As the country’s secular parties like MQM and ANP struggle to meet terror with defiance ahead of elections, it is appalling to stumble upon this report from Amir Mir that lays bare another evidence of a major party’s complicity with extremist sectarian outfits. This affair does show PMLN as worryingly supplicant to hatemongering sectarian outfits. What exactly is the point of Sharifs’ collaboration with the Brotherly spearheads of sectarian strife in the country? Is it about electoral expediency or is it about the ideology? Difficult to pronounce for me, but thanks to some honest investigative journalism by people like Amir Mir we do get an insight into this collusion, which Nawaz had reportedly pleaded his party to keep very low-key after many people had earlier expressed their dismay on PMLN’s toying with the idea of forging an electoral adjustment with AWSJ. Thus the implication would seem to be that Sharifs knew that this was a shameful piece of business and they would rather nobody made too much of it and it be conducted as useful and pragmatic but fragmented decisions that no one ought to boast about.
The problem with this narrative is that it is tough for ordinary people like me with an averagely developed moral sense to discern who we should fall back on to save the country from extremism and terrorism and who we should blame for the next terrorist activity. I have been mulling this over for a while and think it should probably continue to be that usual third party, the Americans, for that stench of hypocrisy now emanating from the major political parties in general and PMLN in particular. In the five years of the current spate of democracy the terrorists have murdered about 20,000 people, civilians and security forces alike, and maimed thousands of others.

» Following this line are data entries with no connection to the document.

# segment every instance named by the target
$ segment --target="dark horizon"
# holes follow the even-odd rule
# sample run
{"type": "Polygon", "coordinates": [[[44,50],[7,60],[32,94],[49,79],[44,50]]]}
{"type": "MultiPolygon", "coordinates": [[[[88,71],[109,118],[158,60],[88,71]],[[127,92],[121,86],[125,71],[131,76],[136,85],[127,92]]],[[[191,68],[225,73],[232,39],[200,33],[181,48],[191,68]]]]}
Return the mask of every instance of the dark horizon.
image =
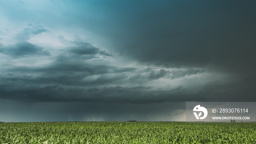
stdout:
{"type": "Polygon", "coordinates": [[[0,0],[0,121],[185,121],[256,102],[256,1],[0,0]]]}

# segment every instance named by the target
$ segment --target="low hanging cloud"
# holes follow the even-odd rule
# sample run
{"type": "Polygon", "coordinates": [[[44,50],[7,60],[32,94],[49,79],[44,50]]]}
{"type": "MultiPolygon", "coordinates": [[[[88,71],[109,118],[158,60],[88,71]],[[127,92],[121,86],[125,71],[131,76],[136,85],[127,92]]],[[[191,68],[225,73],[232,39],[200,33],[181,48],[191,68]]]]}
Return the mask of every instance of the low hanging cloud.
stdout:
{"type": "Polygon", "coordinates": [[[0,45],[0,53],[13,58],[20,58],[36,55],[50,55],[48,51],[28,42],[18,42],[7,46],[0,45]]]}

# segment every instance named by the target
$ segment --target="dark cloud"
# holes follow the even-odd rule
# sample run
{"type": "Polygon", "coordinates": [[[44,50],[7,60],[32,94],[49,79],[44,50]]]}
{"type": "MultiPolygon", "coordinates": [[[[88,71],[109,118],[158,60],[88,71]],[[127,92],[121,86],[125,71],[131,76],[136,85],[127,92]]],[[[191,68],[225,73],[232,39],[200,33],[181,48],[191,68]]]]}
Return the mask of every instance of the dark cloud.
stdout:
{"type": "Polygon", "coordinates": [[[97,20],[81,23],[104,36],[112,50],[127,58],[167,67],[210,67],[252,74],[256,72],[252,67],[256,60],[256,3],[113,1],[99,5],[95,2],[92,6],[97,5],[112,18],[96,14],[97,20]]]}
{"type": "Polygon", "coordinates": [[[77,46],[68,47],[67,49],[68,52],[78,55],[95,55],[99,51],[99,48],[84,43],[78,43],[77,46]]]}
{"type": "Polygon", "coordinates": [[[106,56],[113,56],[111,54],[109,54],[105,50],[101,50],[99,52],[99,53],[106,56]]]}
{"type": "Polygon", "coordinates": [[[42,48],[28,42],[19,42],[7,46],[0,45],[0,52],[19,58],[35,55],[49,56],[50,53],[42,48]]]}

This campaign of terror, waged against Pakistani citizens for ten years, has gone unimpeded and not a single terrorist has been served justice by the country’s judiciary, making the extremists a brutal force that operates with total impunity. The truth is that, while blaming it on Pakistan’s enemies, our government has not found any success in appealing to our ally, that country with which we enjoy a ‘special relationship’ and which is known to bankroll certain sectarian parties. And now we have to contend with national politicians giving succour to the extremists, forcing us to cope with clean-shaven Islamists, with the similar retinue of religiously motivated cohorts and the same litany of ambitions to Islamize.
Of course, there are also JUI and JI. In a weird sort of way there they always are, lurking in the shadows whenever some political crisis unfurls in the country. Now they also have ample cyber zealots within their ranks, fecund on the internet, who believe that the world is governed by a secret clique of alien and world powers that are constantly conspiring against Pakistan as the bastion of Islam. JUI has issued a religious decree against voting for PTI and JI has advised those who call themselves liberals to enlist themselves as religious minorities. This is simple apostatization of liberals in JI’s usual deceptive manner.
So there you are. Even by the usual Pakistani standards, such behaviour is an affront to those who believe in untrammelled democracy. I suppose: for all national mainstream parties one might loathe the notion that we cede anything to the extremists in order to buy off their murderous support to grab a few additional seats in the legislature. From the perspective of a majority of voters in the country, these parties would be better off without engaging in the sort of chicanery and bartering some of them have employed with the extremists. Politically, it does not make sense at a broader level and morally, it stinks.